„Nie usuniemy Gazpromu z koszulek”
Crvena zvezda Belgrad kontynuuje współpracę z Gazpromem pomimo inwazji Rosji na Ukrainę.
„Nie usuniemy Gazpromu z koszulek. To, co się dzieje w Europie, to jakaś antyrosyjska histeria” – mówił Zvezdan Terzić, dyrketor generalny Crveny zvezdy Belgrad, tuż po rozpoczęciu inwazji Rosji na Ukrainę. Słowa dotrzymał.
Mistrz Serbii przedłuży współpracę z rosyjskim koncernem gazowym o 2 lata. Nowa umowa sponsorska będzie wynosiła 5 milionów euro. Dodatkowo Crvena ma rozegrać sparing z Zenitem Sankt-Petersburg.
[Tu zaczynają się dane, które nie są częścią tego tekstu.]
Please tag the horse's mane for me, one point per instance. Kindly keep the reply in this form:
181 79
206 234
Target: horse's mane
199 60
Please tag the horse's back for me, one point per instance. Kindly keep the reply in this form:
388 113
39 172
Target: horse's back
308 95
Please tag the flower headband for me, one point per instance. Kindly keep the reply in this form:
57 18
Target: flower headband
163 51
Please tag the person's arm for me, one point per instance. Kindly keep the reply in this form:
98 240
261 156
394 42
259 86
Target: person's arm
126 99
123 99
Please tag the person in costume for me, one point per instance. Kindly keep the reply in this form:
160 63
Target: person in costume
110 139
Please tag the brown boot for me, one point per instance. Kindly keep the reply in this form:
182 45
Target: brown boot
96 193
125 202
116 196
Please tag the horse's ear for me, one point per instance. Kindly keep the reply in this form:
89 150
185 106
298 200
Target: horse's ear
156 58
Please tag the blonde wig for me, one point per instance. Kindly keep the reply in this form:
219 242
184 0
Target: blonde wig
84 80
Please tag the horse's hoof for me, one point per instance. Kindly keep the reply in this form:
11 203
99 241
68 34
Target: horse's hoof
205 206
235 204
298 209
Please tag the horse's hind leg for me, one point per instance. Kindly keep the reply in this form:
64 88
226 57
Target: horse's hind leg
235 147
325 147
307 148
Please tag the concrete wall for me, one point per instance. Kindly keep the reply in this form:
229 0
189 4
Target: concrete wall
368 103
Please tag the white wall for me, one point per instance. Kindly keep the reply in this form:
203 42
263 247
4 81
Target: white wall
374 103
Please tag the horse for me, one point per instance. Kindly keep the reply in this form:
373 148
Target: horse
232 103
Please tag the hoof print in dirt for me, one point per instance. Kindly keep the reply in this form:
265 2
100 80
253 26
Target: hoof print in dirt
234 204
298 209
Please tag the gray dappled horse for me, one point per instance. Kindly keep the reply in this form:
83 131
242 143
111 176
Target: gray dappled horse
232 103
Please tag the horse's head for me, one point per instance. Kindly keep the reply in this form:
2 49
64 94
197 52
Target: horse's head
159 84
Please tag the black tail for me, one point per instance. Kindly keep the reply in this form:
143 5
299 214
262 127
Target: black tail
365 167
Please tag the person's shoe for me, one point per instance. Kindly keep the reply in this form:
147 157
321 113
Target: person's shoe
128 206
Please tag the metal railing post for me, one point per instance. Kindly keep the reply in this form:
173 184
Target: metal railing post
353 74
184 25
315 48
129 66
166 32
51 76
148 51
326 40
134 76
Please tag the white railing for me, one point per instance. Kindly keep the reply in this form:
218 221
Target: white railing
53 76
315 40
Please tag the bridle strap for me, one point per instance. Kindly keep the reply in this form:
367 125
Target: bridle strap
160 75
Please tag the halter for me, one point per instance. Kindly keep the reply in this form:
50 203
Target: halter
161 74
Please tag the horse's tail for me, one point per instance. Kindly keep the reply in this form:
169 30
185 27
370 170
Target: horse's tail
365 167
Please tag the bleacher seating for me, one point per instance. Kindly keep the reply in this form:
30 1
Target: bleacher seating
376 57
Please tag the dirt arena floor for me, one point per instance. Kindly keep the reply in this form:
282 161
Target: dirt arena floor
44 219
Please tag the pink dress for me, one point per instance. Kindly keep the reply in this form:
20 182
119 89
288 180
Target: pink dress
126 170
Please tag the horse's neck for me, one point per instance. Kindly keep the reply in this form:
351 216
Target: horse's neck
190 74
„Kierujemy się polityką państwową Serbii i odpowiednio podjęliśmy decyzje i jesteśmy dumni, że możemy utrzymywać kontakty z braćmi w Rosji” – powiedział wspomniany Terzić cytowany przez klubowe media.
Crvena jest wyjątkiem na piłkarskiej mapie Europy. Jak dotąd współpracę z Gazpromem zakończyła UEFA, Schalke czy Austria Wiedeń. Serbowie wyłamują się jednak z antyrosyjskiego frontu. W ich kraju sympatie prorosyjskie są nadal bardzo mocno zakorzenione.